Há ocasiões em que palavras já conhecidas começam a fazer parte da nossa vida. Por exemplo: namorado. Não que eu nunca tivesse usado esse verbete antes, mas o pronome possessivo "meu" faz toda a diferença em seu sentido. Antes, era "namorado de" ou mera acepção à condição de alguém, usado em textos ou para designar um indivíduo.
Mas quando a palavra se refere à você, tudo muda. Para começar, duvido alguém dizer essa expressão no início do namoro sem esboçar ao menos um sorriso.

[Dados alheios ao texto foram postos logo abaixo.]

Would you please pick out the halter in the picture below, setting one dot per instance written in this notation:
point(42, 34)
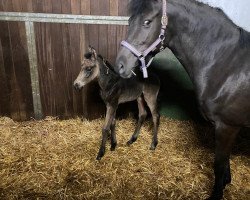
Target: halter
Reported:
point(142, 55)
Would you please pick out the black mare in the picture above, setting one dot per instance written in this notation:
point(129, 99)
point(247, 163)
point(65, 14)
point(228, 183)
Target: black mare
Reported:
point(216, 55)
point(116, 90)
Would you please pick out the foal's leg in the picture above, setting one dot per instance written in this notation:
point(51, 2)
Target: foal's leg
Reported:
point(152, 104)
point(142, 117)
point(224, 138)
point(110, 115)
point(113, 135)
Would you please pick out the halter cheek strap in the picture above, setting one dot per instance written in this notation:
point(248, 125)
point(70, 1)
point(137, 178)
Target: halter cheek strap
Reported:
point(142, 55)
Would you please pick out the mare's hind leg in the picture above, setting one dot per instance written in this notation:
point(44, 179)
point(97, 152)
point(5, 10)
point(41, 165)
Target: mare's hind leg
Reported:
point(142, 117)
point(113, 135)
point(110, 115)
point(224, 137)
point(152, 104)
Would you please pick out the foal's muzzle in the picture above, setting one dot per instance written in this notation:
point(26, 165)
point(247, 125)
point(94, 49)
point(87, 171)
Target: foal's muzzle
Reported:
point(77, 87)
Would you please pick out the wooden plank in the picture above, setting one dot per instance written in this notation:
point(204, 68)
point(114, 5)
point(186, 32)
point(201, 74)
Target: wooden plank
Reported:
point(103, 30)
point(76, 7)
point(112, 44)
point(58, 63)
point(27, 6)
point(114, 7)
point(20, 89)
point(122, 8)
point(1, 5)
point(85, 7)
point(66, 6)
point(37, 6)
point(7, 71)
point(4, 88)
point(44, 56)
point(75, 50)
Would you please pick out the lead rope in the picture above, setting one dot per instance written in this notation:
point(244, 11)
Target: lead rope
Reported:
point(142, 55)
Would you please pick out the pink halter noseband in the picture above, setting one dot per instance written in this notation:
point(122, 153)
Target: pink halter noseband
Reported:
point(142, 55)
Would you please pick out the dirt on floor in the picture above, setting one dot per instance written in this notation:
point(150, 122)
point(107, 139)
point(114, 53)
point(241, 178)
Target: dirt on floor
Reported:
point(53, 159)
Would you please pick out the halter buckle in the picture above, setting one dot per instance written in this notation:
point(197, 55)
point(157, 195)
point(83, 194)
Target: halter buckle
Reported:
point(164, 20)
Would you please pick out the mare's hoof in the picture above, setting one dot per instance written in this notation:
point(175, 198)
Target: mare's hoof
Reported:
point(153, 146)
point(100, 155)
point(112, 148)
point(129, 143)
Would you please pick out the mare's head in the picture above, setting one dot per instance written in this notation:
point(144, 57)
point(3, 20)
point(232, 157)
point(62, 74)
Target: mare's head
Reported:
point(89, 70)
point(144, 28)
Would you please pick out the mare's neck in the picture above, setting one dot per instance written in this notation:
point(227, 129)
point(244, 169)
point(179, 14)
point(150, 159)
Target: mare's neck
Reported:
point(196, 33)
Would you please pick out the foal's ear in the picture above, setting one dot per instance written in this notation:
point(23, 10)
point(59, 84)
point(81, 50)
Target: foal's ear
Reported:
point(93, 52)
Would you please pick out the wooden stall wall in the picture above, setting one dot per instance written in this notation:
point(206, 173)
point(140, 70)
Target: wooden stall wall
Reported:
point(15, 85)
point(60, 48)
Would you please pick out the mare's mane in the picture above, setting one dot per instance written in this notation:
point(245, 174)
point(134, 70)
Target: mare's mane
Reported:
point(137, 7)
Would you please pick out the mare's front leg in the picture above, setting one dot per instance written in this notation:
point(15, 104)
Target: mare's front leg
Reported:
point(113, 135)
point(110, 115)
point(224, 138)
point(142, 117)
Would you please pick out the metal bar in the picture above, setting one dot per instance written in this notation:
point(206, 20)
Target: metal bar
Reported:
point(30, 33)
point(62, 18)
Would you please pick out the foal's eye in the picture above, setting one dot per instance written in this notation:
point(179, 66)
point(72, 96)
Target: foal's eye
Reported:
point(147, 23)
point(88, 69)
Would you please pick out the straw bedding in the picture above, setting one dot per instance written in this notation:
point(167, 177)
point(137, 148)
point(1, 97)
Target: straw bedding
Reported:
point(54, 159)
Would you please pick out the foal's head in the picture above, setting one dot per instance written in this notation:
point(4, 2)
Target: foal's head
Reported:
point(89, 70)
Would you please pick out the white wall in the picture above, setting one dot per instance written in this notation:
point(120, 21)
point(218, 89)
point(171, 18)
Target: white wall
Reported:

É estranho, quando não se tem o costume, se ouvir dizendo "meu namorado", porque não é apenas a enunciação que é nova em nosso vocabulário, mas toda a situação que ela implica.

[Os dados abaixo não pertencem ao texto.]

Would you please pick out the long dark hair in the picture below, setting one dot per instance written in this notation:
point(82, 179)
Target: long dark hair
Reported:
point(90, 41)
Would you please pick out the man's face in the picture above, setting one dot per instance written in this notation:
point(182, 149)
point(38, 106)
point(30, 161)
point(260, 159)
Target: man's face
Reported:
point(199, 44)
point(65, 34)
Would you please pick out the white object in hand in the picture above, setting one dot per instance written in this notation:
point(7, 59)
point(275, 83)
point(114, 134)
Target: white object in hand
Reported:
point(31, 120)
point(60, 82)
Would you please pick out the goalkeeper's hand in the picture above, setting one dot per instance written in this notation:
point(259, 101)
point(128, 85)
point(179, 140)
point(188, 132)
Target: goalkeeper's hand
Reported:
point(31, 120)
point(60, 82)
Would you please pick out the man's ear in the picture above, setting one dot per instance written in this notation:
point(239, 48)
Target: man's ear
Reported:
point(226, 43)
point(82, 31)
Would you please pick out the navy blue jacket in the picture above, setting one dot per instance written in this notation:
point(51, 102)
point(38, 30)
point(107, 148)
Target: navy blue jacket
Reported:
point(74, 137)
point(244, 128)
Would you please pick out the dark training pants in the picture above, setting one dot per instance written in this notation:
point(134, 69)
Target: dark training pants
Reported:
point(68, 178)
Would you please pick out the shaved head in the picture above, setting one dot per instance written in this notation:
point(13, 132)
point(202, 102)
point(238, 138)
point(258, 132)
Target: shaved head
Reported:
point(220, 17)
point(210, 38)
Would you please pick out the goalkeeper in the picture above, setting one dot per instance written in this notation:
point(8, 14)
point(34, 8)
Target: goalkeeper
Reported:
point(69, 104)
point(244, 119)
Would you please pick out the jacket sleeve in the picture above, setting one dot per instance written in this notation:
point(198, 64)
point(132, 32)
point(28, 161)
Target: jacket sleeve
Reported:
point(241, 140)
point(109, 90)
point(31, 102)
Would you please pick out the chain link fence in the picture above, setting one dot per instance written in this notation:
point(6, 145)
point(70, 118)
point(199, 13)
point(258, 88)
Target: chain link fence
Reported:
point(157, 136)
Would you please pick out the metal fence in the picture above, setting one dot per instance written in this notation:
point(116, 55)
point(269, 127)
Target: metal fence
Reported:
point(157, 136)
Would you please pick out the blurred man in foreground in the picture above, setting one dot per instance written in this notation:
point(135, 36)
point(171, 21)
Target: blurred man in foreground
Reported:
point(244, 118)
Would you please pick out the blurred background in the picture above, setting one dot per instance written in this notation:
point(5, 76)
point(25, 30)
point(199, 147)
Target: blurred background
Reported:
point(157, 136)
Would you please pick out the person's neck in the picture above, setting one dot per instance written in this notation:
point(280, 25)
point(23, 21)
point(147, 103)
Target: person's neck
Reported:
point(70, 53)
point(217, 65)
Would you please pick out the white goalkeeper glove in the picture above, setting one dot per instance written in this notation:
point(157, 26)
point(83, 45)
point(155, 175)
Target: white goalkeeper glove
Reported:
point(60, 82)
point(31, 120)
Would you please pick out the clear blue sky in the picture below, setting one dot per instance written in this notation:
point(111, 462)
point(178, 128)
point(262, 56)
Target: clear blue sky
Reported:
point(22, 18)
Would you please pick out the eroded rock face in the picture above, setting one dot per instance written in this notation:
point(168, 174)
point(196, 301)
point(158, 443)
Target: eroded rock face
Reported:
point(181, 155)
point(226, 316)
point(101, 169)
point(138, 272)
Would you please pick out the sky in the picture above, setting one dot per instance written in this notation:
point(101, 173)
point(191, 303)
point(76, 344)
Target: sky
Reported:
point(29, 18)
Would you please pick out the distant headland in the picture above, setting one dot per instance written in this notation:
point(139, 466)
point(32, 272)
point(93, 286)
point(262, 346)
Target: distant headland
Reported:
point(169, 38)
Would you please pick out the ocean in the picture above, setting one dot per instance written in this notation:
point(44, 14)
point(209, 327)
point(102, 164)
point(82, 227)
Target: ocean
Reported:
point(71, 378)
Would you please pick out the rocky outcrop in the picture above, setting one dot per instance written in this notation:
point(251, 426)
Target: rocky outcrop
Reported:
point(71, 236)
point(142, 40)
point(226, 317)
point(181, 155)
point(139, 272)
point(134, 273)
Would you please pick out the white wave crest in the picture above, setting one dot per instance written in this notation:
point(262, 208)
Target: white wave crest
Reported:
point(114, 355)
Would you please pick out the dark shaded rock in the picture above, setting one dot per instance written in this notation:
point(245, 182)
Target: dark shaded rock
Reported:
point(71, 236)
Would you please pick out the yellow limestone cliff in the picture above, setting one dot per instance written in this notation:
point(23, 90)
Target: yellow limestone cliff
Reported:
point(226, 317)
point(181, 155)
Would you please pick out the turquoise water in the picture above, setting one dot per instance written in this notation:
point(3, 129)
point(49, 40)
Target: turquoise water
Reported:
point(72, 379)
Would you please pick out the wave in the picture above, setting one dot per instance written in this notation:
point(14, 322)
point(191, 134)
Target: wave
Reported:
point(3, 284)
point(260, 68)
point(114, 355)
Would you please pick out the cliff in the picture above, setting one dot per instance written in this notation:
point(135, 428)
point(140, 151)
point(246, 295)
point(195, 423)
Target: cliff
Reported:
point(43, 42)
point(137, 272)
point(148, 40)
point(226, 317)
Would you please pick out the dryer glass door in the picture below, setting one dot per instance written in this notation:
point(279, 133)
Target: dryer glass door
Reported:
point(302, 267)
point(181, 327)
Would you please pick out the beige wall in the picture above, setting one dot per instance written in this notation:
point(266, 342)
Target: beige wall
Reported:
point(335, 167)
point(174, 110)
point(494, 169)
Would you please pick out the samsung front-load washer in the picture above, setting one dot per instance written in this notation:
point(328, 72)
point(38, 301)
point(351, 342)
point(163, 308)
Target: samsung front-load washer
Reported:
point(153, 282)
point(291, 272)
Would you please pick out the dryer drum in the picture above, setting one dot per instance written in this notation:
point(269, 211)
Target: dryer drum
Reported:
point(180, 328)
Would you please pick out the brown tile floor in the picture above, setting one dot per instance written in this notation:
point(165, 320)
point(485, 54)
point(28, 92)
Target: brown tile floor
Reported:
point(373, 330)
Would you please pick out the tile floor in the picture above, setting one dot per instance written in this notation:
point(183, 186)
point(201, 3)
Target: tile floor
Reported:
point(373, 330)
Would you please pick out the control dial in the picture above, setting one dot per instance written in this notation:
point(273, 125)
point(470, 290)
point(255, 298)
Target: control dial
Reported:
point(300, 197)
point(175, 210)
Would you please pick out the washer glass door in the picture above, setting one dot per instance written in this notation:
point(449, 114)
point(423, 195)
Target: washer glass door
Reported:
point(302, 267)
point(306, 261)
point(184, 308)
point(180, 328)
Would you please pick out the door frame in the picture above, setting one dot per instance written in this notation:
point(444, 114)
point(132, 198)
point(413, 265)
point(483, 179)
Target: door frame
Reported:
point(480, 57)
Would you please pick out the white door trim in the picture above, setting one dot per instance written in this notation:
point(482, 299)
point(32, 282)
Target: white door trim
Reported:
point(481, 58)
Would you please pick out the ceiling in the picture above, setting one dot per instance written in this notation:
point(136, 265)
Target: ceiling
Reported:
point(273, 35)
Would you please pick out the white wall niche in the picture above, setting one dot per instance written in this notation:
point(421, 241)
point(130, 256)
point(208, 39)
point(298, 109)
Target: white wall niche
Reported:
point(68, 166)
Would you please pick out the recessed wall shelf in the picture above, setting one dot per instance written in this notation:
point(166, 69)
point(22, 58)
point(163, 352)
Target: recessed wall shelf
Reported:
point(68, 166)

E daí, quando você diz "namorado" e se refere ao seu parceiro, a simples pronúncia suscita uma série de lembranças e sensações, como o primeiro beijo de vocês, aqueles arrepios que não são de febre e começam na barriga e um calorzinho no peito, lá de onde bate a percussão da vida.
Então, chega a hora de apresentar a pessoa aos amigos. Você enche a boca e diz: "Meu namorado". Para conhecidos, que você cruza na rua, faz questão de frisar: "meu namorado". Em outros momentos, o silêncio diz mais, como na hora de apresentar o pretendente aos pais, quando tudo aquilo é óbvio e um hora teria que acontecer - "é claro, ele é seu namorado", ecoam em silêncio.
A velha-nova expressão paira ao ser pronunciada. Se é escrita, solidifica. A letra recupera o seu poder. Por alguns instantes, sentimos o sabor da palavra em sua materialização plena e, nesse caso, o gostinho faz lembrar um beijo.